And where does the money come from to pay for more employees? Is there a company that follows those standards?
.. Which would be:
>>Tesla do need to establish and meet some very basic customer service standards:
- Respond materially to 80% of emails in 4 working hours and 99% in 3 working days
- Respond to voice mails within 4 hours, even by email or text message
- Ensure voicemail boxes never fill up
- Answer the phone at customer service within 5 minutes
>>Wouldn't take a lot of extra staffing expense to improve their service to these levels.
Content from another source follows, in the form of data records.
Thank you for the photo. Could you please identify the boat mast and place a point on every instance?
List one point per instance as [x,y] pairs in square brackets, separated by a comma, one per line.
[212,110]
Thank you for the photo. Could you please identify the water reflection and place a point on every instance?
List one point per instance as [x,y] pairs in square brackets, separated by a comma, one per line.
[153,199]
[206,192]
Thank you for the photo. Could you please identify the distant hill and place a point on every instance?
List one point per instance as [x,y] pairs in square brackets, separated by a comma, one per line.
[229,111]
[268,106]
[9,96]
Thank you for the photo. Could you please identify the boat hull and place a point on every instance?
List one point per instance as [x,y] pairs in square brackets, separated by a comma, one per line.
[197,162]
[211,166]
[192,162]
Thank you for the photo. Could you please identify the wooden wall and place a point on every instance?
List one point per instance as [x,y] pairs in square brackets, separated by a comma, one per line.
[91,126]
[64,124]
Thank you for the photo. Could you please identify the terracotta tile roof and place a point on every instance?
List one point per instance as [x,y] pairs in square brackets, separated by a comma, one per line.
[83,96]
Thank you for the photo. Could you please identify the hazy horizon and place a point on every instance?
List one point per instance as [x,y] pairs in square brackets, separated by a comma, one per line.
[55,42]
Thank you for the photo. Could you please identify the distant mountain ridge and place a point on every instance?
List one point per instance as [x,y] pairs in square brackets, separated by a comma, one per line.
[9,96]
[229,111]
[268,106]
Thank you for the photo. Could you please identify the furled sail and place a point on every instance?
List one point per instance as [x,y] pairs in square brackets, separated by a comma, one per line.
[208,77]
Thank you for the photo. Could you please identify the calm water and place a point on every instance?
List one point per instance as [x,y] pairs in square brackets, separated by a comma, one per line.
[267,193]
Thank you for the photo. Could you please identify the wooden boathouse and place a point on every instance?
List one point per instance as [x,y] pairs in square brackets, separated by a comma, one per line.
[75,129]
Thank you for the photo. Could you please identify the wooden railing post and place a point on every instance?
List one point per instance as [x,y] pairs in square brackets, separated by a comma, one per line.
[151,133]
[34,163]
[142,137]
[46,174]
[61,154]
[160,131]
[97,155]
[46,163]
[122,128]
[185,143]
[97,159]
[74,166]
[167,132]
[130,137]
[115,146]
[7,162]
Well yes it would add staff.
For Service Centers: they should add some front-office customer-interaction people. Some locations are OK (ex: Marietta, GA) some aren't and will need (say) an average of 2 extra staff for half their 378 centers, == 378 people at a loaded cost of $70Kpa each, which computes to quarterly bottom line impact of $6.6M. Very affordable.
For the Sales process: Each online Sales Rep needs an assistant to manage customer interactions when Tesla has no news or when the customers are beginning to freak out. I don't know how many Sales Reps they have, but it must be a bunch.
With (say) 50K deliveries in final month, assume each online Sales Rep can handle 5 deliveries a day, 100 in a month, that computes to 500 Sales Reps. Assistants are cheaper (but need office space) so (say) a loaded cost of $50Kpa each for a quarterly bottom line impact of $6.25M. Again, very affordable.
For the 1-800 line, with its 30 to 60 minute waits, you have a classic Queuing Theory issue. You only really need to add staff proportional to the number of callers who drop off before the phone is answered. Tesla will have data on that, but they probably need only about another 10% to 20% more staff to get typical waits down before to 5 minutes. Getting answers down to the third ring, for example, requires having idle staff, but getting most calls answered in 5 minutes doesn't normally result in significant idle time. I have no good feel for the cost here, but something in the range of $5M - $10M per quarter?
Based on this crude financial analysis, fixing Tesla's customer responsiveness issue would cost around $20M per quarter, perhaps $25M.
This doesn't address people who think they deserve a loaner or other special treatment, and perhaps S&X customers do deserve them if the car will be in the shop overnight, but that's another issue.